For me vulnerabilty and strenghth go hand in hand. If one becomes 100% of ones aspect side concerning your vulnerablility/weaknesses AND ones Strenght/Power/Drawing the line/Ability to walk away from something negative/etc.. I niticed for myself, now I've become totally Oke with the both sides within me, that I'm becoming better and better in calibrating in which situation it's better for me to express my Strenght/Power and when to express my Vulnerability/humanness/weakness/insecurity.
Imo neither is better in general, Calibrate the situation by following your intuition.
Bye Scarface
You are not in the seduction community. You do not go out and pick up ("sarge"). Because you can always get a man, there is nothing compelling you to improve your personality.
You are actually the PUA equivalent of a KJ and seminar junkie, meeting with gurus and forming your opinion on human relationships based on what you've read or heard.
Explain how you actually practice the female equivalent of game or make steps to improve your personality? Your blog is 100% indignation to anything that contradicts your self-image.
French, Spanish, and Filipina? Kindly ask if I may have her hand in marriage.
I'm curious, too, though I don't find cultural stereotypes to be very helpful.
PG says she's French, Spanish, and Filipina. Pretty tough to stereotype, lol!! ;-)
I feel curious about why you asked if she was Eastern European?
SMoKeLioN,
Nah, she has no sticking point in that regard. We can't pry the guys off of her, really and truly.
If I may be so bold as to diagnose her sticking point, it has to do with transcending the games to deeper intimacy.
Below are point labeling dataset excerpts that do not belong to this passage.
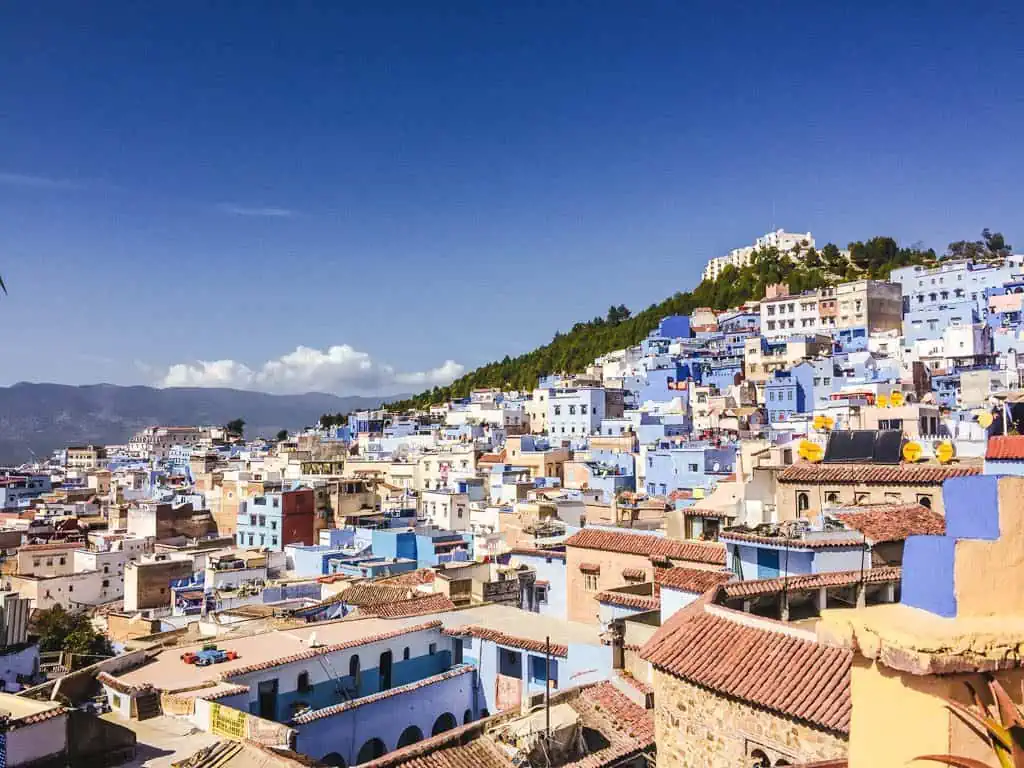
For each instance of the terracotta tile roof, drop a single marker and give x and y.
(1006, 448)
(889, 474)
(355, 704)
(765, 664)
(792, 542)
(323, 649)
(636, 683)
(720, 514)
(110, 681)
(60, 546)
(892, 522)
(228, 690)
(416, 607)
(446, 751)
(410, 578)
(640, 544)
(759, 587)
(500, 638)
(691, 580)
(531, 552)
(37, 717)
(626, 600)
(373, 594)
(628, 727)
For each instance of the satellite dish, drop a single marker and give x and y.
(944, 452)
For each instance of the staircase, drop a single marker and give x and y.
(147, 706)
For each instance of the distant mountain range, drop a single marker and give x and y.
(37, 419)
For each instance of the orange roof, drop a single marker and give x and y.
(1007, 448)
(764, 664)
(889, 474)
(691, 580)
(893, 522)
(640, 544)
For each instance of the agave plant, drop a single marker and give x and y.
(1001, 726)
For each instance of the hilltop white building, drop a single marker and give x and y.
(739, 257)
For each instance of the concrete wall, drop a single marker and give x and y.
(388, 717)
(328, 672)
(696, 728)
(34, 742)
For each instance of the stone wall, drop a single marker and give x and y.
(696, 728)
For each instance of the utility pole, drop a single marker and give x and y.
(547, 688)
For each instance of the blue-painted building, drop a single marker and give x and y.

But now that she's feeling her feelings, intimacy is inevitable ;-)
xoxo,
Erika
Oh, damn. Never mind then.
For a long time I wouldnt show any vulnerability … it made it harder to connect with people. Everyone is vulnerable . And when you exchange stories about it you build trust.
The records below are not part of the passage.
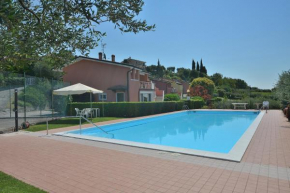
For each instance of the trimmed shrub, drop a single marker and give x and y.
(171, 97)
(196, 102)
(204, 82)
(128, 109)
(227, 104)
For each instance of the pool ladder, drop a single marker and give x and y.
(94, 125)
(185, 107)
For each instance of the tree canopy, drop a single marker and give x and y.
(283, 86)
(31, 29)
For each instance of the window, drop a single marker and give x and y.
(103, 96)
(120, 97)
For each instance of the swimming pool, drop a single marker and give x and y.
(219, 134)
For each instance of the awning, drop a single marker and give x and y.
(76, 89)
(118, 87)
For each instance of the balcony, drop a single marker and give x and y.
(147, 85)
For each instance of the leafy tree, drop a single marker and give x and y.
(31, 29)
(282, 89)
(229, 82)
(160, 69)
(184, 73)
(193, 65)
(241, 84)
(200, 91)
(194, 74)
(205, 83)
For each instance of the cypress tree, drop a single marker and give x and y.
(201, 66)
(205, 70)
(193, 65)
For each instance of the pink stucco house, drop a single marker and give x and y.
(120, 81)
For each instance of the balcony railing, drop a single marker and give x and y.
(146, 85)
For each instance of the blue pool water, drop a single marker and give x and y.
(215, 131)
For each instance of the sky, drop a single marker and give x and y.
(243, 39)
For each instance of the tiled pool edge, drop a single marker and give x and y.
(235, 154)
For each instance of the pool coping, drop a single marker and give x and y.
(235, 154)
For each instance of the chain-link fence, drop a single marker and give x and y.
(35, 99)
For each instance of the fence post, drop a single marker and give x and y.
(16, 109)
(10, 99)
(24, 97)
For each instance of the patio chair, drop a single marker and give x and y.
(265, 105)
(78, 112)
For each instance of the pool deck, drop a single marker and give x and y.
(61, 164)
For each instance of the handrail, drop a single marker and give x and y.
(95, 126)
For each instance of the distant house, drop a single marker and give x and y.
(125, 81)
(172, 86)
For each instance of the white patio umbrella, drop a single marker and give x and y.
(77, 89)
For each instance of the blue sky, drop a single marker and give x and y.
(243, 39)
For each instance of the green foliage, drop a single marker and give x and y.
(171, 69)
(9, 184)
(227, 103)
(217, 78)
(217, 99)
(204, 82)
(171, 97)
(197, 98)
(282, 89)
(241, 84)
(129, 109)
(34, 97)
(33, 28)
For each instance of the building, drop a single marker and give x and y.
(125, 81)
(172, 86)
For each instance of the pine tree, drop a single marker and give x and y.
(193, 65)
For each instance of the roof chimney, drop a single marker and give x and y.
(100, 56)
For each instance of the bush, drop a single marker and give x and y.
(197, 98)
(171, 97)
(217, 99)
(204, 82)
(227, 104)
(128, 109)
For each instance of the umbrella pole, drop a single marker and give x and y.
(103, 107)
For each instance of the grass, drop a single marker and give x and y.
(65, 122)
(9, 184)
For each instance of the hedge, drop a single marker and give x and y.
(128, 109)
(133, 109)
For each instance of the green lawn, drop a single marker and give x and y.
(9, 184)
(66, 122)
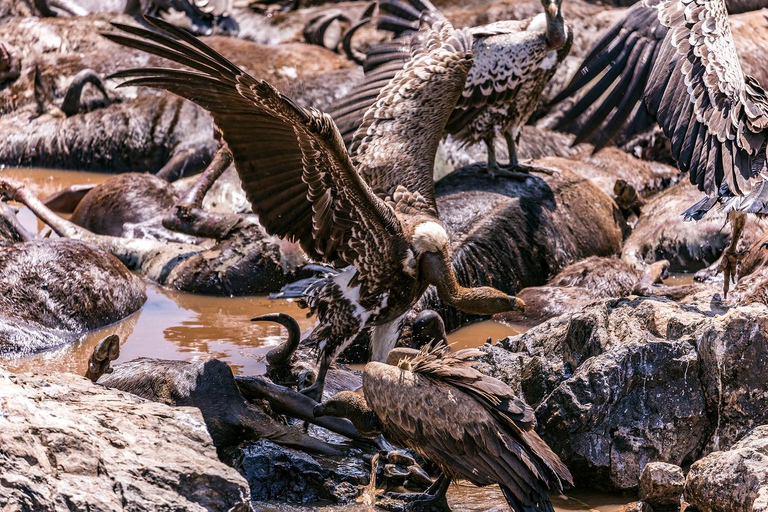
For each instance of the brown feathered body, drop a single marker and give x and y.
(514, 61)
(675, 62)
(469, 424)
(371, 211)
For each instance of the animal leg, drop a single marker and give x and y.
(315, 391)
(494, 170)
(71, 104)
(188, 217)
(106, 351)
(732, 257)
(514, 162)
(433, 499)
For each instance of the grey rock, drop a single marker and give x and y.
(68, 444)
(278, 473)
(661, 486)
(735, 480)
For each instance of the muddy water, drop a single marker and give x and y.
(183, 326)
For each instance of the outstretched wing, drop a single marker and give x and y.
(408, 21)
(398, 138)
(292, 162)
(680, 58)
(715, 116)
(460, 419)
(622, 60)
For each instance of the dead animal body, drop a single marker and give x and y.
(374, 212)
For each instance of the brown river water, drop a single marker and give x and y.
(175, 325)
If PG is pretty hot and doesnt show any vulnerability at all, I suspect she misses the boat with many guys. Basically cases where shes like "Why did that hot guy not call me? Or lose interest in me and stop pursuing?". Its almost like by NOT putting any vulnerability there she is effectively putting up REAL disqualifiers. Basically the "that person is awesome, but probably wouldnt be interested in me" effect from the guys perspective.
Aldonza,
Yes. You'll get someone who forgives you for getting it wrong when you forgive yourself for getting it wrong. That's the secret — as within, so without.
Michael,
No, I think you're mixing up PG and Czech Girl. They're both hot but very different looks and vibes.
lol, Doug. hahaha.
look, yes I am a genuinely beautiful sexually confident woman. I'm also a Goddess in Fishnets.
but somehow those words don't quite capture the oomph I was going for in the post.
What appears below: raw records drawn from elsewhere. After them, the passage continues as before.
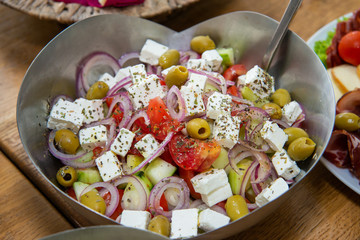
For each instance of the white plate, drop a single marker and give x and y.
(343, 175)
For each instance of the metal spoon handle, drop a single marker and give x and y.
(280, 32)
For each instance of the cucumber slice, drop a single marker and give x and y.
(235, 180)
(227, 55)
(131, 199)
(78, 188)
(222, 160)
(89, 175)
(159, 169)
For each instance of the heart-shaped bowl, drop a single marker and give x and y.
(295, 68)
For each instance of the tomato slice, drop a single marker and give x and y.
(161, 123)
(118, 211)
(233, 72)
(349, 48)
(193, 154)
(187, 175)
(233, 91)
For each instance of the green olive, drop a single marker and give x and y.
(67, 141)
(347, 121)
(198, 128)
(294, 133)
(281, 97)
(301, 148)
(176, 76)
(273, 109)
(160, 224)
(93, 200)
(169, 58)
(202, 43)
(97, 91)
(66, 176)
(236, 207)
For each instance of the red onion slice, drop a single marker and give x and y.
(115, 197)
(81, 159)
(126, 81)
(127, 57)
(143, 203)
(247, 176)
(158, 190)
(176, 104)
(155, 154)
(95, 60)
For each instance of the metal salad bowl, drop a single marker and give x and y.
(295, 68)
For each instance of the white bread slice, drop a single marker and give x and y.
(346, 77)
(338, 93)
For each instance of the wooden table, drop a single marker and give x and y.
(321, 208)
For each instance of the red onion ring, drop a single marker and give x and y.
(246, 177)
(86, 64)
(155, 154)
(136, 116)
(81, 159)
(140, 189)
(158, 190)
(174, 100)
(115, 197)
(128, 56)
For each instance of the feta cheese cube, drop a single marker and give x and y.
(198, 64)
(226, 130)
(93, 137)
(284, 165)
(218, 104)
(109, 166)
(218, 195)
(273, 135)
(193, 100)
(273, 191)
(196, 81)
(151, 52)
(137, 73)
(166, 71)
(122, 142)
(290, 112)
(259, 81)
(92, 110)
(207, 182)
(213, 58)
(141, 93)
(184, 223)
(147, 145)
(210, 220)
(135, 219)
(65, 115)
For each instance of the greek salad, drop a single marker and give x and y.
(179, 143)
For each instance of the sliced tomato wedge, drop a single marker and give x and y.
(193, 154)
(161, 123)
(233, 72)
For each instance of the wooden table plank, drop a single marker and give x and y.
(322, 207)
(25, 213)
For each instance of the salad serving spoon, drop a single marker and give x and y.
(280, 33)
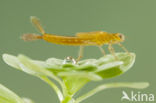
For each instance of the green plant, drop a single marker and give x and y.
(70, 76)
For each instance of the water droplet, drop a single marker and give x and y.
(69, 60)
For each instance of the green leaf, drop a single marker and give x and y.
(108, 67)
(7, 96)
(27, 100)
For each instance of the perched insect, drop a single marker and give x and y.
(96, 38)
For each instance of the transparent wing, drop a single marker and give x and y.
(88, 34)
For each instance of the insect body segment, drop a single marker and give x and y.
(96, 38)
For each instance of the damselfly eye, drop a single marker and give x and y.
(121, 36)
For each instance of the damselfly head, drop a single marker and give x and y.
(121, 37)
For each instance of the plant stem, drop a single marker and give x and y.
(53, 85)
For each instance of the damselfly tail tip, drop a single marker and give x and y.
(30, 37)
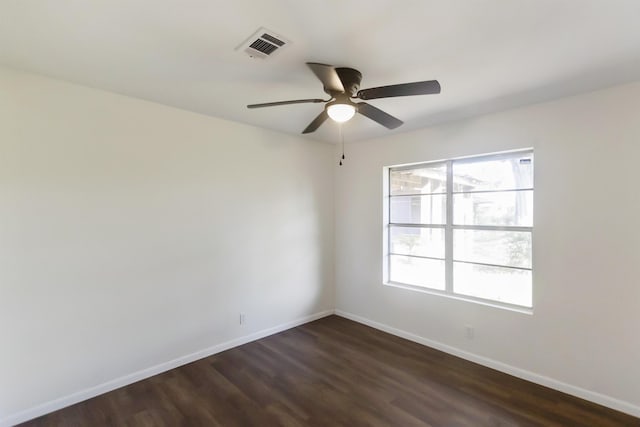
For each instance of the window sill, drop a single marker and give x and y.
(494, 304)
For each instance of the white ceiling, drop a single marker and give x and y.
(487, 54)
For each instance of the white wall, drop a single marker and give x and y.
(585, 329)
(132, 234)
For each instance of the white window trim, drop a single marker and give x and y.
(448, 227)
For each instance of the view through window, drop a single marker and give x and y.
(464, 227)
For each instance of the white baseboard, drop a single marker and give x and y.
(582, 393)
(99, 389)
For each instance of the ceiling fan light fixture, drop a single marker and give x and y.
(341, 112)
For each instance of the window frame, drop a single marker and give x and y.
(449, 227)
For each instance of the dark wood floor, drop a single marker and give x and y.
(334, 372)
This is a great example though. I can take you feedback as "criticism" and believe I made a "mistake" and get down on myself for it, thus dropping my vibration of attraction through the floor.
Or I can appreciate the feedback, ponder whether there are words that would have captured my meaning better, and embrace that I love expressing all sides of myself. I am a feminine, sexy, lovably imperfect woman first, and I'm also not afraid to play in the mud with the boys. I like that about myself.
Now when I keep that perspective, I feel all heated up inside and goddessy glowing… :-)
You are a woman, remember that. You can act like a man to protect yourself, but you will never find that one special guy until you're into your feminine self. You're not a sexy mother fucker…. you're a genuinely beautiful, sexually confident woman. A being much more intimidating. ;)
Amen sistah!
Yep. I fuck it up all the time. I've become a master at it. So, I could beat myself up about it, or I could stay in the now and keep trying. Maybe one of these times I'll get it right. Or maybe (more likely) I'll get someone who forgives me for getting it wrong.
PG is Eastern European, isn't she?
1 percent of what you read on Erika's Blog???!! My goodness, is that a neg?!
Live. Be. Love. Give. :p
I enjoy reading your honesty.
Only seen in 1% of what I read.
Player Girl said (by text):
"NICE! Game on :-p See u tmrw. Love it! Love you!"
How could anyone not love this girl?